There was an article in the Globe and Mail about this earlier last week... I can't find it online and I don't wanna type it out, but here is a similar article:

http://www.theglobeandmail.com/report-on-business/the-risk-of-a-double-dip-recession-is-rising/article1262175/


#3

Article makes some good points. The trouble I forsee is that shifting the massive debt burden to government, to bail out the financial system, is that government must now either increase taxes or debase the currency, in order to pay interest. (It could repudiate debt but that's unlikely for us.) This must reduce aggregate demand -- the people lending to government have more of a propensity to save (like the Chinese), so money is transferred to non-spend-a-holics.


#4

Ever read Robert Precther of Elliot Wave fame? Brilliant man, predicts off of socio-economic trends ie. large scale cycles of social optimism and pessimism. Has a pretty brilliant record, other than underestimating the magnitude of the last equities and commodities bubbles. He has been spot on of late. He predicts that after the current bear market rally, which should soon be over if not already, that we will move to a Super Cycle wave three of three (not good). What does this mean if he is correct? A global deflationary depression that would make the 1930's look easy. I hope he is wrong, but I got a bad feeling....


#5

Check out Mike Shedlock's blog. He's saying the same thing.

The thing to keep in mind that all of the people telling us that we've turned the corner on this recession are the ones who were telling us everything was fine in 2006 and that we needed to get into the housing market right now. Insanity is listening to these people again and expecting better results.


#6

I'm familiar with some of his work, but not a lot. A deflationary depression would be good for t-bonds/bills, but are the de-leveraging forces large enough to consume all the money Bernanke is printing?

There must come a point where it is simply impossible to pay the interest on all the debt. No one will vote for people who initiate the tax rates to even begin to pay the interest. Massive inflation or ruinous taxes? Either case would qualify to cause a depression.
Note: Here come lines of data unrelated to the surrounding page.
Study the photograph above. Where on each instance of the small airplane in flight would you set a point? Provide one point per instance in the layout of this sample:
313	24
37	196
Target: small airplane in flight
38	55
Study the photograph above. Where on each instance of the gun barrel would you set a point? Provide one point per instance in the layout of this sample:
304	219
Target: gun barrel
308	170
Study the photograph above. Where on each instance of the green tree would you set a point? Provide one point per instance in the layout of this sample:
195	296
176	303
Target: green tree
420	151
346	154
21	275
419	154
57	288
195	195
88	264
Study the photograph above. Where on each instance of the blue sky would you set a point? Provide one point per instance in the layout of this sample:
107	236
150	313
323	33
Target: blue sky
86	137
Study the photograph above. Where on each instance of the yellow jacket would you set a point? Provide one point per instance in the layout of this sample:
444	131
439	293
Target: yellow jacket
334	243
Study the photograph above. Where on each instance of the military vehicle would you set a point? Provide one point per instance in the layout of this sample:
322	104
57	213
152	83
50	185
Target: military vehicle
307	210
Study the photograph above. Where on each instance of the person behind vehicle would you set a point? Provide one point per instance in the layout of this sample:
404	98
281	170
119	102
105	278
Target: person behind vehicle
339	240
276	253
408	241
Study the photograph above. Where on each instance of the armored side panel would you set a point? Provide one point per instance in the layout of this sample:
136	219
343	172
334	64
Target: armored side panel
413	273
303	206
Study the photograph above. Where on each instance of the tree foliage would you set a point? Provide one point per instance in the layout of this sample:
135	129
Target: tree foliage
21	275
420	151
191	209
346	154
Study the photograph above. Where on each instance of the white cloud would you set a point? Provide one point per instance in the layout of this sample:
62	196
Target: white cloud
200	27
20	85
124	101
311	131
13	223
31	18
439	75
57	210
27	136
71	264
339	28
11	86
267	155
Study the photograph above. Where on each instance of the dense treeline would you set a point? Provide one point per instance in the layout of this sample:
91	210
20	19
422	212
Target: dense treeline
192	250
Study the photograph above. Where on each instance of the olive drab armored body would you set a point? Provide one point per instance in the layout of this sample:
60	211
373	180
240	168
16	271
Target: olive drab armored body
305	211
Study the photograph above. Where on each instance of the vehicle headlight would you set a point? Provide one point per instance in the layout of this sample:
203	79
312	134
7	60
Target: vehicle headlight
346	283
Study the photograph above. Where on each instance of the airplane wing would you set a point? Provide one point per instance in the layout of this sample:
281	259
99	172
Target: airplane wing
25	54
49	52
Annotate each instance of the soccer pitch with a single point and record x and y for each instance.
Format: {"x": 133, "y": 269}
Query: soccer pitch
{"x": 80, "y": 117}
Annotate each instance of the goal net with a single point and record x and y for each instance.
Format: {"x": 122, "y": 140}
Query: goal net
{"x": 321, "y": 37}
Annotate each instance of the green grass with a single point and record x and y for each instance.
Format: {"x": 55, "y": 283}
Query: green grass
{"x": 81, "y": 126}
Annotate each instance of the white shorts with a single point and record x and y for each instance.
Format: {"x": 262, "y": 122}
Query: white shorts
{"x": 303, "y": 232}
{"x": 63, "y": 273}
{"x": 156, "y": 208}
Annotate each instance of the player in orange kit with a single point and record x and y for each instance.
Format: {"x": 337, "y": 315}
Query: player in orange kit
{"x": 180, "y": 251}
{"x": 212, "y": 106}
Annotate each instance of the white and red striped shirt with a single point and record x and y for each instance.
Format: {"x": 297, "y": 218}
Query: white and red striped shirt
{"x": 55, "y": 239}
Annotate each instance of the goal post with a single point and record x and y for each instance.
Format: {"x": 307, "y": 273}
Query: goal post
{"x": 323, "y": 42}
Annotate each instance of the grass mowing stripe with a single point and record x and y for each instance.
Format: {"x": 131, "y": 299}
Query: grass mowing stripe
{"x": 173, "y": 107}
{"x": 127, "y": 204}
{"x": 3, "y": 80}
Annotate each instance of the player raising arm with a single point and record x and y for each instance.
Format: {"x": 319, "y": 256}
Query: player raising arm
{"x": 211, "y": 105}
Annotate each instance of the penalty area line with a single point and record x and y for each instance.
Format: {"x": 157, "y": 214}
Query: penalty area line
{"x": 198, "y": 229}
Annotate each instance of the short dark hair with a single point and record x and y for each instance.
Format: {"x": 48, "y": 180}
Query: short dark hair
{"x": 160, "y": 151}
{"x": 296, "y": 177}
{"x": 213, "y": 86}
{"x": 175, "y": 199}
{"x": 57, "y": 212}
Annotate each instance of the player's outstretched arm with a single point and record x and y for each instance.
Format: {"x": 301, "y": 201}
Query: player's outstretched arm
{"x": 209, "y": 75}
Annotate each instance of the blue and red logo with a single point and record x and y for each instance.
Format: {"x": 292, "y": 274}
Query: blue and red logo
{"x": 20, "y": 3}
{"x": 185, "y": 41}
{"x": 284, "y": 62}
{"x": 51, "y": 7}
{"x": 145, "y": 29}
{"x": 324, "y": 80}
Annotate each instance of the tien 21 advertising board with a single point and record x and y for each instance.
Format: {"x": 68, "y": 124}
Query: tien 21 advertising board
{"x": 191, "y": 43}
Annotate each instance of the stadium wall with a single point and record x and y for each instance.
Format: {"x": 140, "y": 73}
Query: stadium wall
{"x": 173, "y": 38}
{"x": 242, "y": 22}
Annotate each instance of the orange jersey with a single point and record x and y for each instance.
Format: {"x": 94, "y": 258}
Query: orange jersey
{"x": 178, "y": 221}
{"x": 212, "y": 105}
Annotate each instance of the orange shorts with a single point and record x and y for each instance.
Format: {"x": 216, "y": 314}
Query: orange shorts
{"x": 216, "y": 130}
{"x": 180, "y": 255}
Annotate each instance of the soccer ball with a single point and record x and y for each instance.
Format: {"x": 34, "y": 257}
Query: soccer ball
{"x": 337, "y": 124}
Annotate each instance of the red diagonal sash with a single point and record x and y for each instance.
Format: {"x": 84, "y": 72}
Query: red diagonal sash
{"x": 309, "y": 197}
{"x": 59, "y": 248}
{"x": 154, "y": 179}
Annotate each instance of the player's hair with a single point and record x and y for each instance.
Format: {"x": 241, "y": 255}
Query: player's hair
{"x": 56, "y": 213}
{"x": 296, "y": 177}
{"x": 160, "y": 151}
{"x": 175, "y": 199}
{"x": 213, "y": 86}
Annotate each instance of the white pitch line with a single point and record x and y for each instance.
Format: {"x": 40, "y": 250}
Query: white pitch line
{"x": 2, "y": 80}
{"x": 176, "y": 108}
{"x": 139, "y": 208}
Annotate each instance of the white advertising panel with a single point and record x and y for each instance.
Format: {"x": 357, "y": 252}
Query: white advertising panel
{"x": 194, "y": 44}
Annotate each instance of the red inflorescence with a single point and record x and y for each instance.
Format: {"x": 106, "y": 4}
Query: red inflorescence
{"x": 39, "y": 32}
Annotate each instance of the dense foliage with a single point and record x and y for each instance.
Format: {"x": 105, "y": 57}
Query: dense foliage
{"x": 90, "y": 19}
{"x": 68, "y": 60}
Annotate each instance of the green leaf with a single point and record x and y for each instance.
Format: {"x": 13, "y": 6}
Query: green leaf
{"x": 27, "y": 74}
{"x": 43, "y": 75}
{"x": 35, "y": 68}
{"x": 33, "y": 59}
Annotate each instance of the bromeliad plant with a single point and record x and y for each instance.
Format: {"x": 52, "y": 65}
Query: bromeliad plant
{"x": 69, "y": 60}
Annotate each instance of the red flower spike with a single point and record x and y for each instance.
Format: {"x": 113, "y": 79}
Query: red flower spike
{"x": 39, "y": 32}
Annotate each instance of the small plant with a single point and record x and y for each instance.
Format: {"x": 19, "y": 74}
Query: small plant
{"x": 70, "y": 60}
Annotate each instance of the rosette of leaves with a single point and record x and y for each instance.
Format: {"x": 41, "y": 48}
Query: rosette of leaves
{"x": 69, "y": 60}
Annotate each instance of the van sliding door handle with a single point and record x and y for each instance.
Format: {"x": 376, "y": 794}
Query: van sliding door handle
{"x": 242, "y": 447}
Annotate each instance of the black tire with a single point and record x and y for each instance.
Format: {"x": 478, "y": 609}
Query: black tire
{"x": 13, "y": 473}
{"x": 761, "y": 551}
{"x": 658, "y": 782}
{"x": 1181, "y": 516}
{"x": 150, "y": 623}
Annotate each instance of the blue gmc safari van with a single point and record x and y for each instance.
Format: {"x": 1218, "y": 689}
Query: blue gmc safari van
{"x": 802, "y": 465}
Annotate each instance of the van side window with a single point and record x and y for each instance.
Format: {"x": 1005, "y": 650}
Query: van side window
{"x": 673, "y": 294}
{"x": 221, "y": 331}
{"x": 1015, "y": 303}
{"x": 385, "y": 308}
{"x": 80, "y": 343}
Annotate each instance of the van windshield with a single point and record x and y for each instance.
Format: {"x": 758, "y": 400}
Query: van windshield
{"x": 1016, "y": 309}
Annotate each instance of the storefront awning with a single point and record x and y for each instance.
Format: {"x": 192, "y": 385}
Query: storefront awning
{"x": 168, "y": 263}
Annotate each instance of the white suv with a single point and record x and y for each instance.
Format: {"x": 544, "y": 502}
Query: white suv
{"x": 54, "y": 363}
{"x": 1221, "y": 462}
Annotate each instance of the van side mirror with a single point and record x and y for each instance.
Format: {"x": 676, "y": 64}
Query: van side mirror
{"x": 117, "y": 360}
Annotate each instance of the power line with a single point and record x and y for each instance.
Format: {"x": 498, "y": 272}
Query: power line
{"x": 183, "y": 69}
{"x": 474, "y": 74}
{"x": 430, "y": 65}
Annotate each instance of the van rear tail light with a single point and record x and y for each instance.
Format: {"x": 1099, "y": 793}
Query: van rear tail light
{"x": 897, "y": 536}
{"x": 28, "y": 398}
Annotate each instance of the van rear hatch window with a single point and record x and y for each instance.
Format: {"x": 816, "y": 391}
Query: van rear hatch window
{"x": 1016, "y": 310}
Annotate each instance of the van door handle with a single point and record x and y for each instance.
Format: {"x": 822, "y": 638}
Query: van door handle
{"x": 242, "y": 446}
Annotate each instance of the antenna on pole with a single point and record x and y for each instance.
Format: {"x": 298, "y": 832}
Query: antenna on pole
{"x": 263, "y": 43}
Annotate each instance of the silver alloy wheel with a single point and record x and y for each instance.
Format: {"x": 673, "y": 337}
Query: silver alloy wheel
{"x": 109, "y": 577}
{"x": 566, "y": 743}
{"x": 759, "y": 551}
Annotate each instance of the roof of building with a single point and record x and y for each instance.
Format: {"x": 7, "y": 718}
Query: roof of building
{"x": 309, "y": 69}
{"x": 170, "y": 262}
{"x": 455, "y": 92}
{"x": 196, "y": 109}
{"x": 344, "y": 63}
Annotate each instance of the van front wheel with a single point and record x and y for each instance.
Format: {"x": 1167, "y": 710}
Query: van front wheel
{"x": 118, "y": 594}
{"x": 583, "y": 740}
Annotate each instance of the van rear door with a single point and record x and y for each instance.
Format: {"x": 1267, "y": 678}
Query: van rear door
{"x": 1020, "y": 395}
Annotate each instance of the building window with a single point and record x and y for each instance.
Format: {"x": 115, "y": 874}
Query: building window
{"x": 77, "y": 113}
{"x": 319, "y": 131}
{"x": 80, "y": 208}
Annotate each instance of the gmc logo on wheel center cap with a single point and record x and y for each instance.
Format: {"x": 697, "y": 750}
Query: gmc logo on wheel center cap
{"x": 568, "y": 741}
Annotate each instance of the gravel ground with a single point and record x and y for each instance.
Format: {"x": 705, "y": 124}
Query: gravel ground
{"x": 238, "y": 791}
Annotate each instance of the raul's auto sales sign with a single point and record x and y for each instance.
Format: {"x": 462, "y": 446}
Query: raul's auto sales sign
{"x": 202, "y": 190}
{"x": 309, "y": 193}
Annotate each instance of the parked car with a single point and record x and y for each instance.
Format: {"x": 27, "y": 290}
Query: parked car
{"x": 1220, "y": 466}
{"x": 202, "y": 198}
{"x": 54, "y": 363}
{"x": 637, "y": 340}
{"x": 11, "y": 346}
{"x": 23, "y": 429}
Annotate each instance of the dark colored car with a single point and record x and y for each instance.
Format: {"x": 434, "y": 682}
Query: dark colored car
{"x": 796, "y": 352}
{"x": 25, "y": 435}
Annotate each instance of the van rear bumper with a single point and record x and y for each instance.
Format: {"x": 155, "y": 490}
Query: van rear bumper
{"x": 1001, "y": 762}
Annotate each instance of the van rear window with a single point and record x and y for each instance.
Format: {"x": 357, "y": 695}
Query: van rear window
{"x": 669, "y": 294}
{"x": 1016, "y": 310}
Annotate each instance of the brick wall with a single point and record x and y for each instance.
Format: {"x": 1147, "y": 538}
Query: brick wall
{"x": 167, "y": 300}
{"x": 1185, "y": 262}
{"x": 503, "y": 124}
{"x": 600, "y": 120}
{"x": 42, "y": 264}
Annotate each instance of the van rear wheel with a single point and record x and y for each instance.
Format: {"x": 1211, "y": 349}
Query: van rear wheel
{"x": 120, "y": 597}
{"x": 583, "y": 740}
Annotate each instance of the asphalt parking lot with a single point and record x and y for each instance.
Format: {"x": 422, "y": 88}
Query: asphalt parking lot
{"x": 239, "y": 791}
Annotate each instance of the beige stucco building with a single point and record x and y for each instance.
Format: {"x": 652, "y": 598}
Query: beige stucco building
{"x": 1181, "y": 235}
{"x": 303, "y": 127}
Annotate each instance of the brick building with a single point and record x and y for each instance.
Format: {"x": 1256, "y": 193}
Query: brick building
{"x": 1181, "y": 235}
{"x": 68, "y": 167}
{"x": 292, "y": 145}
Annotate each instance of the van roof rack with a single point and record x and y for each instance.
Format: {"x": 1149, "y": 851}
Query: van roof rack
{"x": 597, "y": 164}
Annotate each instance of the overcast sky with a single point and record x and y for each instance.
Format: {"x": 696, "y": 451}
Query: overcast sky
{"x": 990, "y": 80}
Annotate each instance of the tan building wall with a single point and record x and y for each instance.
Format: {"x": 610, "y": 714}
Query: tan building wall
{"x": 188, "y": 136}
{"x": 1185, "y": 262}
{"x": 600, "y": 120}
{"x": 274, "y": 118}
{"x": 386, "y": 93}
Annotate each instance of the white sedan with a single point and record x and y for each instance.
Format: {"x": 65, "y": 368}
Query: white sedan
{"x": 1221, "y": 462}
I think the Chinese believe that every system gets two or three hundred years before it collapses. So our time may indeed be up. Military dictatorship soon to follow.


#7

One of the guys over on the Market Oracle (where Shedlock contributes) says he found something like 12 economists out of over 15,000, who predicted the meltdown. Almost all of them had no clue. But we don't need economists to tell us that we can't spend more than we earn...forever.


#8

Double dip recession? I can see it. I don't see a world depression coming that will rival 1930's, but I do see the actions of Obama, and the liberal Congress causing the economy to stagnate.

Regardless of what Obama does, there are a lot of smart people (outside of government) who will keep the economy chugging along in spite of what is done. (They won't get any credit.) But I do not see any "boom" time as long as he is in office.

Unless there is a big change in Congress, the plan is to let the Bush tax cuts expire in 2010. (And they are not calling that a tax increase, even though taxes will increase.) Depending on how weak the economy is then, it could slow down a recovery, turn a minor recovery into another recession, or be an economic sledgehammer to a recession.